From INDESIGN #90, the ‘Future Cities’ issue, we consider a precedent from mid-century Japan in terms of confronting crises and rapid technological change.
Tokyo Bay Plan 1960 by Kenzō Tange.
January 22nd, 2024
This article originally appeared in INDESIGN #90, the ‘City Futures’ issue – get your copy here.
There have been many cities of the future. Appearing at critical junctures in history where new technologies and existing crises converge, proposals about how cities might and should develop have often taken radical, utopian and science fiction-like forms. Today, we stand at one such historical juncture as artificial intelligence continues its rapid encroachment into everyday work and life. The climate emergency threatens crises in the form of uninhabitable urban zones, mass refugee populations and disaster events, while contemporary metropolises even at the best of times are dealing with housing shortages and inequities. Amidst this maelstrom, how will the rise of AI shape our future cities?
There are echoes of what the AI revolution (if that’s the right term) might entail in the story of a city such as Tokyo. The Japanese metropolis endured a number of catastrophes in the twentieth century and, combined with problems such as population growth, found itself at the forefront of some of the most famously techno-utopian urban thinking in history. Metabolism was the name given to an architectural movement based on principles of change, growth and impermanence at a city and even national scale, inspired by biological organisms, traditional Japanese building and modern construction technologies.

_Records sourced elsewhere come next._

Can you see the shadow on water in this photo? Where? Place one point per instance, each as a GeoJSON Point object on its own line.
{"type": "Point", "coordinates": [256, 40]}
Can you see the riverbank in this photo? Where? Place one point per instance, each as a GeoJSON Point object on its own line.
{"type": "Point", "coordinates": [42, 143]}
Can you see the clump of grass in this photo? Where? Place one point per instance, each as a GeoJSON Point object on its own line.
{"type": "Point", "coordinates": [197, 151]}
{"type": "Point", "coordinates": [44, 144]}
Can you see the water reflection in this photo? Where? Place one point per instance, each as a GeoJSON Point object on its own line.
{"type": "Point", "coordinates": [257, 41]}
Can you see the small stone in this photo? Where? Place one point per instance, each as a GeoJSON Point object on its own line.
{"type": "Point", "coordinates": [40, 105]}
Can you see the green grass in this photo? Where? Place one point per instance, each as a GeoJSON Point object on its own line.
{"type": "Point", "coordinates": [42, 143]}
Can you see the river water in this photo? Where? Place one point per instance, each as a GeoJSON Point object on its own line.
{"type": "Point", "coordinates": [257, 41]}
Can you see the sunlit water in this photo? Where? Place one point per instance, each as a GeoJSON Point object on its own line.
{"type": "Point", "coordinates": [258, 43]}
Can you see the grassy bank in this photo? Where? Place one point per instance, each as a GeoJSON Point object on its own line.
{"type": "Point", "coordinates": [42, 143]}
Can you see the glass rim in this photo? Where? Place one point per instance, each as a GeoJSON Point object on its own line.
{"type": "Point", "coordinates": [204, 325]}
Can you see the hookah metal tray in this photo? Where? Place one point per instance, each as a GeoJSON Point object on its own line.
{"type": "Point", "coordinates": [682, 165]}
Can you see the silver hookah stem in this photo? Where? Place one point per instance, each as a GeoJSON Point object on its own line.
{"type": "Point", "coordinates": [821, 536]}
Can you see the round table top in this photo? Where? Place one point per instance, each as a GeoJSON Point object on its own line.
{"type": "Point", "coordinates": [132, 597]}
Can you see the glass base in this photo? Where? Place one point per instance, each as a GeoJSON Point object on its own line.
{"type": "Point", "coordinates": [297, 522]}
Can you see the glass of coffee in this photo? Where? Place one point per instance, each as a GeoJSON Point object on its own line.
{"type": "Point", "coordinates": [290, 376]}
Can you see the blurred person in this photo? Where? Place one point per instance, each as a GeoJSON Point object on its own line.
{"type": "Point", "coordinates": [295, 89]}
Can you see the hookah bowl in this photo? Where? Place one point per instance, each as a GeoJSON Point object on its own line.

If the future is now with AI, the future was also then.
Much of the radicalism of Metabolism lay in the conception of the city as a dispersed, decentred network of nodes. Rather than the traditional European idea of radially organised urban spaces with a building such as a cathedral at the centre, architects such as Kenzō Tange were imagining cities of the information age running along linear axes and featuring a core infrastructural grid into which capsules or pods such as individual dwellings could be inserted, removed, disassembled and reassembled elsewhere. In our age of digital technologies, this perhaps no longer seems so novel; a map of the networked city might look something like our idea of a map of the internet.
New technologies can act to disrupt traditional forms and it seems likely that AI will mirror this kind of networked, dispersed, decentred thinking on a number of levels. First, there is the sheer complexity: AI in its current form is perhaps most notable in its data-sifting capacities. Like a supercharged search engine, it can analyse vast quantities of data with a power that far surpasses human abilities. In infrastructural and informational terms, this opens enormous new possibilities for urban space such as in developing and maintaining complex logistics, transport and communications systems. Ideas like Tange’s 1960 Tokyo Plan, which involved creating enormous new areas of artificial ground in Tokyo Bay and connecting the metropolis infrastructurally across a much wider area, suddenly seem more realistic.
Related: Kristen Whittle in profile from INDESIGN #90
On a more prosaic note, however, it is the accumulation of small effects on the ground that will also add up to change. At the scale of the single architecture practice, AI is likely to have a great impact on the structure of work. That is not to say that jobs are simply under threat, but that the proportional distribution of types of work will change.
For example, AI will speed up the iterative design process by producing new variations at a much faster rate (just as the move from hand-drawing to CAD did). More of the work in architecture and design — and the more highly valued work — will become the stages at either end of the process: coming up with the initial ideas, and then refining and curating them to completion. As such, resources are freed up, more work is automated and, across almost all industries, there will be more scope for people to work from home. This flexibility lends itself to cities that spread out and have a consistent infrastructural grid with multiple centres rather than the singular CBD model.
If the age of AI will be defined by one thing, it’s probably speed. While this presents possibilities for designers, it also embodies great dangers. Good, humane design will still need to be founded on a considered, thoughtful and reflective process — using it as a simple shortcut will only produce formulaic, dull architecture and inappropriate planning. New technologies, however powerful, do not arrive in a vacuum; much depends on how AI will be regulated and whether designers can learn to work with it rather than against or under it. Architecture certainly doesn’t operate with autonomy in the current world, so AI isn’t about to shatter some pre-existing idyll. It might even act as a force to disrupt the kinds of financial imperatives that dictate so much of our cities today.
Tokyo’s era of radical ideas about the city’s future was founded on a mid-century material base of state power and planning. As we stand on the precipice of a new age of informational technology, the questions are open: how will AI be incorporated into the design process and will it act to reinforce or disrupt the status quo?